Uso: Introduzido por L. Hjelmslev, que com ele substituiu a “fala” na dicotomia
saussuriana língua/fala, o uso designa o conjunto dos hábitos lingüísticos de uma dada
sociedade. Resultantes da práxis enunciativa coletiva, os produtos do uso constituem a parte
impessoal da enunciação e compreendem os esquemas que caracterizam a organização das
grandes formas de discurso (como o esquema narrativo), o estabelecimento e a transformação
dos gêneros, os registros (registro épico, lírico, etc., bem como os níveis de língua), os lugares-
comuns (topoi), a fraseologia cristalizada, os blocos “pré-fabricados” de discursos, etc. Todo
locutor convoca esses produtos do uso no exercício da língua, e a criatividade linguageira
consiste muitas vezes em revogá-los (efeito de estilo, por exemplo). Se tais novas formas
“pegarem”, elas serão por sua vez reintegradas ao senso comum, ficando a partir daí
disponíveis para uso (cf. por exemplo as expressões “na moda”). Ainda que aberto à variação e
à criatividade, o uso está longe de explorar todas as virtualidades de combinatórias oferecidas
pelo sistema (a língua), e por isso fala-se de uma restrição do uso pela história (coerções e
códigos do uso).

Valência: Condição de existência e de aparecimento dos valores. As valências


constituem um preâmbulo à instauração dos valores que definem as axiologias estabelecidas
no discurso (cf. a negociação das equivalências). Elas se referem à sensibilização dos objetos e
formam o fundamento das crenças produzidas pelo discurso. J. Fontanille mostrou, por
206

exemplo, que em Eluard as valências são incoativas: isso significa que as coisas não podem ser
valorizadas a não ser que sejam percebidas no seu começo (aurora, despertar da amante,
nascimento da criança, pássaro alçando vôo, primórdios de um sentimento, etc.).
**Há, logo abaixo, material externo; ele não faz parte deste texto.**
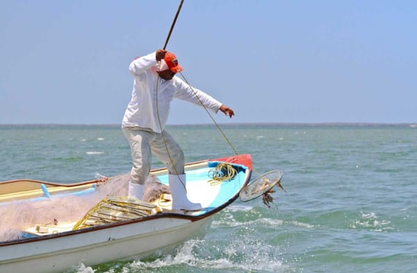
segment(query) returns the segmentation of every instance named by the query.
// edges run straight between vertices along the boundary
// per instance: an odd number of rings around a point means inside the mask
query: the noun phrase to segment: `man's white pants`
[[[124,136],[131,147],[133,166],[131,171],[131,181],[136,184],[145,184],[151,170],[152,154],[167,165],[171,174],[184,173],[184,154],[179,145],[166,131],[161,133],[145,128],[123,127]],[[167,147],[169,156],[167,152]],[[172,161],[171,161],[172,160]]]

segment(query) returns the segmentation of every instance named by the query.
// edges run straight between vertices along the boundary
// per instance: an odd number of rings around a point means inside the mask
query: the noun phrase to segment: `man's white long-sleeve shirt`
[[[123,126],[149,128],[155,133],[161,133],[168,119],[174,97],[199,106],[201,101],[206,108],[217,113],[222,106],[220,102],[197,88],[191,89],[177,76],[170,81],[160,78],[156,72],[158,63],[154,52],[138,58],[130,64],[129,69],[135,79],[132,97],[123,117]],[[158,114],[162,128],[159,126]]]

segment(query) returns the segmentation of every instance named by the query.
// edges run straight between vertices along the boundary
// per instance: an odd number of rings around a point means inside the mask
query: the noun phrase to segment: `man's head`
[[[178,64],[177,57],[173,53],[167,52],[163,59],[161,60],[161,66],[158,74],[164,80],[170,80],[176,73],[181,72],[183,69]]]

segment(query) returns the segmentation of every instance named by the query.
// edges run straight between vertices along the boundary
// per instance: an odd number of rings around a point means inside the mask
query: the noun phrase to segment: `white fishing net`
[[[99,184],[94,193],[85,196],[52,196],[43,201],[0,204],[0,242],[19,239],[22,231],[36,224],[76,222],[104,198],[126,196],[129,179],[129,174],[111,177]],[[160,194],[170,192],[169,188],[160,183],[154,176],[149,176],[145,184],[144,201],[153,201]]]

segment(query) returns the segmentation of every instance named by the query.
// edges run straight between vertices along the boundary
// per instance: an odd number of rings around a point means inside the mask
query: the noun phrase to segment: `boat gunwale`
[[[250,157],[250,155],[238,155],[238,156],[234,156],[240,157],[242,156],[249,156]],[[227,158],[220,158],[220,159],[233,158],[234,156],[229,156]],[[193,163],[187,163],[187,164],[186,164],[186,165],[195,165],[195,164],[198,164],[198,163],[213,161],[213,160],[217,160],[218,159],[209,159],[209,160],[193,162]],[[96,231],[97,230],[111,229],[113,227],[131,224],[138,223],[138,222],[140,222],[152,221],[152,220],[156,220],[156,219],[175,218],[175,219],[186,220],[189,220],[192,222],[199,221],[199,220],[202,220],[206,217],[208,217],[215,213],[218,213],[219,211],[222,210],[222,209],[224,209],[224,208],[226,208],[227,206],[230,205],[238,198],[242,189],[243,189],[243,188],[246,185],[247,185],[247,183],[249,183],[249,181],[250,180],[250,177],[252,176],[252,159],[251,159],[250,164],[248,164],[248,165],[245,166],[245,167],[247,167],[247,169],[245,172],[246,177],[245,177],[245,180],[240,188],[240,190],[239,190],[236,195],[232,196],[227,201],[224,202],[222,205],[213,208],[213,210],[208,211],[206,213],[203,213],[203,214],[201,214],[199,215],[186,215],[186,214],[180,214],[180,213],[158,213],[158,214],[155,214],[155,215],[152,215],[145,216],[145,217],[140,217],[140,218],[137,218],[137,219],[134,219],[134,220],[126,220],[126,221],[117,222],[115,222],[115,223],[102,224],[102,225],[99,225],[99,226],[92,226],[92,227],[85,228],[85,229],[78,229],[78,230],[75,230],[75,231],[65,231],[65,232],[62,232],[62,233],[49,234],[49,235],[34,237],[34,238],[30,238],[16,239],[16,240],[9,240],[9,241],[0,242],[0,247],[7,247],[7,246],[10,246],[10,245],[20,245],[20,244],[26,244],[26,243],[30,243],[30,242],[55,239],[57,238],[67,237],[67,236],[71,236],[73,235],[86,233],[92,232],[92,231]],[[156,169],[153,169],[152,172],[161,171],[161,170],[164,170],[164,169],[166,169],[166,168]],[[20,181],[20,180],[18,180],[18,181]],[[8,181],[8,182],[9,182],[9,181]],[[93,183],[91,181],[87,181],[87,182]],[[81,183],[83,183],[84,182],[81,182]],[[79,185],[79,183],[72,183],[70,185],[71,185],[72,186],[78,185]]]

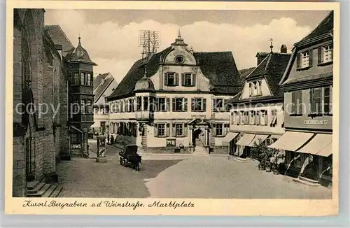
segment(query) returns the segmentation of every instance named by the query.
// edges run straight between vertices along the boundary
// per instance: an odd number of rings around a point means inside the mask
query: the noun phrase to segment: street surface
[[[90,143],[91,150],[96,150]],[[144,155],[139,172],[119,164],[108,145],[107,163],[73,158],[58,165],[61,197],[330,199],[331,190],[295,183],[224,156]],[[92,154],[91,157],[93,157]]]

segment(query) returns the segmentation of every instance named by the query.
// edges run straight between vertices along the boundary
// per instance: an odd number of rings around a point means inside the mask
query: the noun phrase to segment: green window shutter
[[[192,86],[196,85],[196,78],[197,78],[197,75],[195,73],[192,73],[192,80],[191,80]]]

Valor: A semiótica associa e integra três definições do conceito de valor: lingüística (o


valor como efeito de sentido diferencial), econômica (o valor como aquilo que define o caráter
desejável, negociável ou disputável de um objeto ou de um bem) e axiológica (o valor como
elemento constitutivo de um ponto de vista ético, de normas morais, de um sistema estético).
Assim concebido, o valor pode receber uma definição modal elementar (é, por exemplo, “o
ser desejado” e o “ser temido” do objeto), ser claramente distinguido do objeto em que se
investiu (aquilo que o sujeito visa, negocia ou arranca é o valor atribuído ao objeto, espelho do
próprio sujeito), ser posto em circulação no interior das estruturas narrativas (dádiva,
apropriação, troca, renúncia, conflito, etc.) e personificar o dispositivo axiológico que,
originário do destinador, o selecionou. O processo prévio que condiciona a emergência e a
definição dos valores estabelecidos pertence ao jogo das valências.

Veridicção: Diferentemente de uma definição da verdade baseada, em teoria da


comunicação, na adequação da mensagem a seu referente, a semiótica desenvolve uma análise
da veridicção, isto é, dos jogos da linguagem com a verdade que o discurso instala em seu
interior. Por mais forte que seja a modalização de sua certeza, o crer-verdadeiro do enunciador
não é suficiente: ele deve ser partilhado pelo mesmo crer-verdadeiro do enunciatário. Esse
equilíbrio frágil, mais estável ou menos, proveniente de um entendimento implícito entre os
parceiros da comunicação, é chamado “contrato de veridicção”. Assim deslocada para as
instâncias do enunciador e do enunciatário, a questão da verdade insere-se nas estratégias do
“fazer parecer verdadeiro”, em que podem coincidir o fazer persuasivo de um com o fazer
interpretativo do outro, fazer-crer e crer-verdadeiro. As modalidades veridictórias,
combinando ser e parecer e suas negações, engendram as posições canônicas da verdade
(quando parecer e ser coincidem), da dissimulação e do segredo (ser + não-parecer) da
simulação e da mentira (parecer + não-ser) e, enfim, da falsidade, que marca uma não-
pertinência no interior do discurso considerado (não-ser + não-parecer).